Weinstein wrote in an April 12, 2010, email that he wanted to set up a briefing for Assistant Attorney General Breuer with the gang unit and officials at ATF headquarters.

“Knowing what I now know was a pattern of unacceptable and misguided tactics used by the ATF, I regret that I did not alert others within the leadership of the Department of Justice to the tactics used in Operation Wide Receiver when they first came to my attention,” Breuer said in a statement released Monday.
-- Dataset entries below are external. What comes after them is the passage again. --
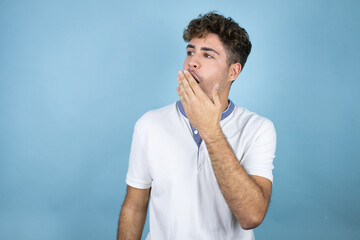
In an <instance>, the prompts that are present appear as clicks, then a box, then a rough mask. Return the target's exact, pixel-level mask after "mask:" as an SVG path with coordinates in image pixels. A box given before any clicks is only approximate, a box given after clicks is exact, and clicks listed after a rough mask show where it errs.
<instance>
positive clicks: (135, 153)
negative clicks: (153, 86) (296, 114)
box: [118, 13, 276, 240]
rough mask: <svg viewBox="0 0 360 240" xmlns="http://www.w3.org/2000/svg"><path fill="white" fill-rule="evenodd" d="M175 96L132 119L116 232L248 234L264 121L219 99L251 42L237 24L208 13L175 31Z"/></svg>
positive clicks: (179, 235) (264, 159) (225, 101)
mask: <svg viewBox="0 0 360 240" xmlns="http://www.w3.org/2000/svg"><path fill="white" fill-rule="evenodd" d="M183 37H184V40H185V41H186V42H189V44H188V45H187V48H186V49H187V57H186V59H185V62H184V66H183V71H179V72H178V78H177V80H178V84H179V87H178V88H177V92H178V95H179V97H180V101H178V102H177V103H174V104H171V105H169V106H166V107H163V108H161V109H158V110H154V111H149V112H148V113H146V114H144V115H143V116H142V117H141V118H140V119H139V120H138V121H137V123H136V125H135V128H134V135H133V142H132V147H131V153H130V161H129V169H128V174H127V178H126V182H127V184H128V189H127V194H126V198H125V201H124V204H123V207H122V210H121V214H120V220H119V229H118V239H140V238H141V234H142V230H143V227H144V222H145V219H146V212H147V206H148V202H149V198H150V195H151V200H150V209H149V215H150V216H149V217H150V232H149V234H148V236H147V238H146V239H153V240H161V239H186V240H189V239H197V240H198V239H204V240H205V239H206V240H209V239H237V240H238V239H246V240H247V239H254V234H253V231H252V230H251V229H253V228H255V227H256V226H258V225H259V224H260V223H261V222H262V221H263V219H264V217H265V213H266V210H267V207H268V204H269V200H270V195H271V188H272V179H273V177H272V169H273V158H274V154H275V146H276V134H275V130H274V127H273V124H272V122H271V121H270V120H267V119H266V118H263V117H260V116H258V115H256V114H255V113H252V112H249V111H248V110H246V109H244V108H242V107H238V106H235V105H234V103H233V102H231V101H230V100H228V95H229V91H230V87H231V84H232V82H233V81H234V80H235V79H236V78H237V77H238V75H239V74H240V72H241V70H242V69H243V67H244V64H245V62H246V59H247V56H248V55H249V53H250V50H251V43H250V41H249V38H248V35H247V33H246V31H245V29H243V28H241V27H239V25H238V24H237V23H236V22H234V21H233V20H232V19H231V18H224V17H223V16H221V15H218V14H216V13H208V14H205V15H203V16H201V15H200V16H199V18H198V19H194V20H192V21H191V22H190V24H189V25H188V27H187V28H186V29H185V31H184V36H183Z"/></svg>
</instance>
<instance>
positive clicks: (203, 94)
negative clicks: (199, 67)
mask: <svg viewBox="0 0 360 240" xmlns="http://www.w3.org/2000/svg"><path fill="white" fill-rule="evenodd" d="M184 75H185V77H186V79H187V80H188V82H189V85H190V87H191V89H192V90H193V91H194V94H195V95H205V93H204V91H203V90H202V89H201V87H200V86H199V84H198V83H197V82H196V80H195V79H194V77H193V76H192V75H191V73H190V72H189V71H187V70H184Z"/></svg>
The documents were released today as part of the congressional investigation into Fast and Furious — the ATF operation that allowed guns to “walk” across the U.S. border into Mexico in an effort to locate major weapons traffickers, rather than catching the low-level buyers. The operation took a tragic toll when two weapons found on the scene where Border Patrol agent Brian Terry was murdered in December 2010 were linked to Fast and Furious.

Breuer and Attorney General Eric Holder have been held to task about what they knew about operation Fast and Furious. Attorney General Holder maintained he did not know the specifics of the ATF strategy when pressed at a Congressional hearing last spring.

“When the allegations related to Operation Fast and Furious became public earlier this year, the leadership at the ATF and the U.S. Attorney’s Office in Arizona repeatedly assured individuals in the Criminal Division and the leadership of the Department of Justice that those allegations were not true.” Breuer said.

“As a result, I did not draw a connection between the unacceptable tactics used by the ATF years earlier in Operation Wide Receiver and the allegations made about Operation Fast and Furious, and therefore did not, at that time, alert others within department leadership of any similarities between the two. That was a mistake, and I regret not having done so,” he said.

As Wide Receiver gets closer to being indicted, Weinstein notes in an e-mail to a Justice Department press secretary, “Can you meet with me [and other officials] … to discuss an impending indictment in a gun trafficking case that has some rather significant (and I hope unique) press challenges?”

Days later on April 30, 2010 Weinstein wrote to Breuer: “As you’ll recall from Jim’s briefing, ATF let a bunch of guns walk in an effort to get upstream conspirators but only got straws [purchasers], and didn’t recover many guns. Some were recovered in MX after being used in crimes.”

The e-mails show that the Justice Department decided to not issue a press release about the case when the indictments were ultimately finalized. The indictments came out on the same day as a Department of Justice Inspector General report on gun trafficking investigations.

In a November 13, 2010 e-mail Jason Weinstein summed up why the Justice Department did not issue any press releases on the issue: “Lot of guns allowed to go south and came out on the same day as IG report on Gunrunner … the case would be weaved into anti-ATF story.”

“There are 652 pages of documents that our investigators will scour over the next several days, beyond the few that the Justice Department pointed out,” Sen. Charles Grassley, R-Iowa, who has been working on the Investigation with the House Oversight and Government Reform Committee, said in a statement.

“At first glance, though, the documents indicate that contrary to previous denials by the Justice Department, the criminal division has a great deal of culpability in sweeping the previous Wide Receiver strategy under the rug and then allowing the subsequent Operation Fast and Furious to continue without asking key questions,” he said.

“Most importantly, officials raised very appropriate questions related to Operation Wide Receiver at the same time that many of these same officials were receiving briefings on Operation Fast and Furious.  It begs the question why they didn’t ask the same important policy questions about an ongoing case being run out of the same field division,” Grassley said.

Breuer is expected to testify by the Senate Judiciary Committee Tuesday on the topic of organized crime.